NOTE: No mobile phone usage is allowed in class except for project purposes. Anyone who uses their cell phone for text messaging, email, etc. during class will lose a point. Repeated use will be counted as an absence.

Hardware & Software Requirements:

  • MacBook Pro (or laptop) with webcam & mic (bring each week)
  • Mobile device: iOS or Android
  • Access to Broadband connection for remote sessions (school or home)
  • Chrome browser

Required of the OSS Virtual Studio in WordPress:

You will be provided with an OSS Website on the first day of class and will use it on a regular basis for research, assignments, projects, and portfolio.

Social Media requirements:

If you have not already done so, be sure you have signed up for the following social media sites, which will be used during the semester:

Open Source Studio

Open Source Studio (OSS), a project founded and directed by Associate Professor Randall Packer of the School of Art, Design & Media at Nanyang Technological University, is a collaborative, online software environment designed to meet the needs and dynamics of studio-based teaching in the media arts.
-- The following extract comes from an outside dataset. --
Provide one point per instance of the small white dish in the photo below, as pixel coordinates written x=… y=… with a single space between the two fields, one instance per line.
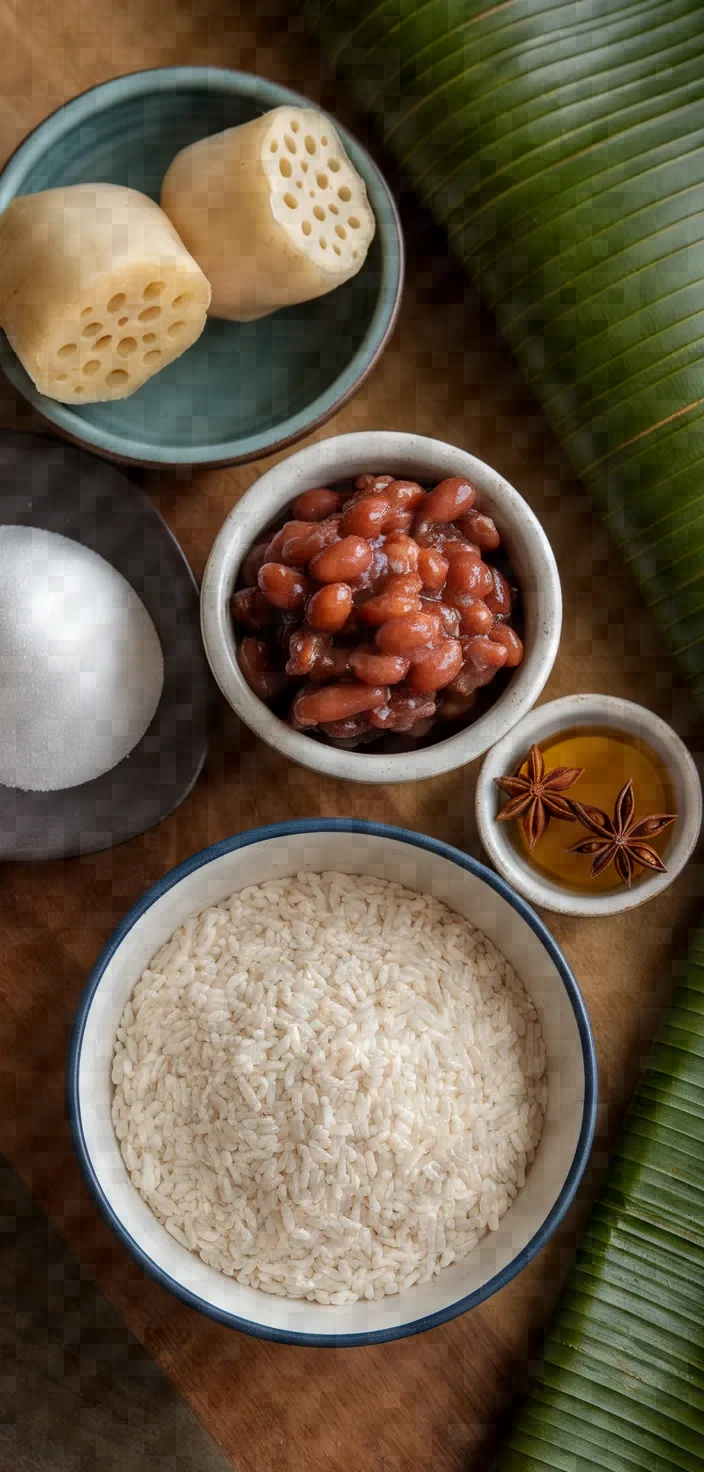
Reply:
x=424 y=460
x=542 y=724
OSS has been developed as a prototypical multi-site WordPress content management system situated on the School’s network. The project also incorporates live forms of remote teaching, critique, guest lectures, and online events via Web-conferencing using Adobe Connect and Skype. Open Source Studio is thus a multi-faceted set of Web tools that integrates physical classroom/studio space with the online environment for critical writing, media documentation, portfolio presentation, online conferencing, asynchronous discussion, and social media.